49

52 17 0
                                    

Gubernur Jenderal baru saja menghabiskan teh yang dibuat oleh seorang bujang. Di kursinya, dia termenung. Di kursi lain, si Staf Khusus terdiam demi memberi waktu untuk atasannya berpikir.

"Jadi, menurutmu ... kita biarkan saja mereka?"

"Siapa Tuan?"

"Anak-anak itu."

"Tuan benar-benar memikirkan mereka. Ah, kenapa repot-repot mengurusi mereka."

"Karena aku merasa ... terjadi sesuatu pada Desa Sugihmakmur."

"Maaf, Tuan. Wilayah Hindia Belanda sangat luas. Kenapa Tuan harus repot dengan desa kecil ...."

"Kecil tapi berarti."

"Maksud saya, para Bupati bisa menyelesaikan urusan di sana."

"Itu pangkal masalahnya. Bupati seakan tutup mata pada kenyataan jika Perhimpunan Pribumi bisa menjadi ancaman serius."

"Mereka hanya buih di lautan, Tuan."

"Buih di lautan pun bisa menggoyahkan laju kapal yang besar."

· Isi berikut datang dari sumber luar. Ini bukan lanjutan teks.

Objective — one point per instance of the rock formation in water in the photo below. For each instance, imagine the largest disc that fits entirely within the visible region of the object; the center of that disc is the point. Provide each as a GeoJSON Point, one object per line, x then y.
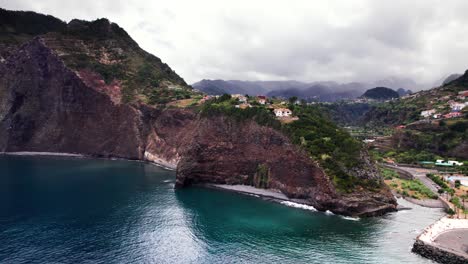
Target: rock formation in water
{"type": "Point", "coordinates": [88, 88]}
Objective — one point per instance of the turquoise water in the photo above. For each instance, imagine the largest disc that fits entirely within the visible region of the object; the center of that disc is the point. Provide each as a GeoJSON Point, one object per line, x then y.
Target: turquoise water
{"type": "Point", "coordinates": [64, 210]}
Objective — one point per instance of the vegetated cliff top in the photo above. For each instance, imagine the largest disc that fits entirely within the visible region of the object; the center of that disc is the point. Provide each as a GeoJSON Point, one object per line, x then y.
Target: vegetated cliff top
{"type": "Point", "coordinates": [98, 50]}
{"type": "Point", "coordinates": [381, 93]}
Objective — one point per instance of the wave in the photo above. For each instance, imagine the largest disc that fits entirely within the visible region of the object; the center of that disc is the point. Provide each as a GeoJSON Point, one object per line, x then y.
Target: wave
{"type": "Point", "coordinates": [298, 205]}
{"type": "Point", "coordinates": [350, 218]}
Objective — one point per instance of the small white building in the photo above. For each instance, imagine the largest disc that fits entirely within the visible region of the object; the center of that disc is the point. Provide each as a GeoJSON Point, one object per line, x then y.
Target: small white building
{"type": "Point", "coordinates": [242, 98]}
{"type": "Point", "coordinates": [457, 106]}
{"type": "Point", "coordinates": [428, 113]}
{"type": "Point", "coordinates": [282, 112]}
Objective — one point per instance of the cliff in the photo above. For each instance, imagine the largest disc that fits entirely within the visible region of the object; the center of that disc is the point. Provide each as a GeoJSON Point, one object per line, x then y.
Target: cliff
{"type": "Point", "coordinates": [50, 101]}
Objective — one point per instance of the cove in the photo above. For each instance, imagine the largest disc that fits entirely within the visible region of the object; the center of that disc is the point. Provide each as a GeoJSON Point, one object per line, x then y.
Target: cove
{"type": "Point", "coordinates": [67, 210]}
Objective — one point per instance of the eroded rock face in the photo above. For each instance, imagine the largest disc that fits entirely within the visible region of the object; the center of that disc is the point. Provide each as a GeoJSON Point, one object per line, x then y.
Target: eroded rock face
{"type": "Point", "coordinates": [229, 152]}
{"type": "Point", "coordinates": [45, 106]}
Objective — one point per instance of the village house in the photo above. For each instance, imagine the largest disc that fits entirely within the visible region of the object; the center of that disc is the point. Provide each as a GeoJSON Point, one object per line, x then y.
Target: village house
{"type": "Point", "coordinates": [282, 112]}
{"type": "Point", "coordinates": [243, 106]}
{"type": "Point", "coordinates": [261, 99]}
{"type": "Point", "coordinates": [456, 107]}
{"type": "Point", "coordinates": [462, 95]}
{"type": "Point", "coordinates": [427, 113]}
{"type": "Point", "coordinates": [242, 98]}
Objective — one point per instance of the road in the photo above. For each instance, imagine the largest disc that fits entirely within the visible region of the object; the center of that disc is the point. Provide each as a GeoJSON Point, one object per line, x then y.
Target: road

"Saya masih menilai mereka hanya sebuah perkumpulan yang menginginkan keuntungan. Mereka seakan mengajak kita bernegosiasi. Sama seperti perusahaan lainnya."

"Mereka gerakan politik."

"Mereka tidak memiliki senjata, Tuan. Kita tidak usah takut."

"Aku tidak takut. Hanya tidak ingin menjadikan Batavia ini ladang kekacauan."

"Kita lebih kuat, Tuan."

"Hahaha, kesombongan kita bisa menjadi senjata makan tuan. Ingat, kita sendiri yang mendidik mereka untuk bisa membaca dan menulis."

"Maksudnya?"

"Mereka bisa menyebarkan ide Perhimpunan itu melalui tulisan, Tuan ... dan ... tulisan bisa menembus kepala jutaan orang, dibanding senapan."

"Maaf, Tuan. Apakah Tuan masih menganggap orang Eropa lebih kuat dibanding orang pribumi?"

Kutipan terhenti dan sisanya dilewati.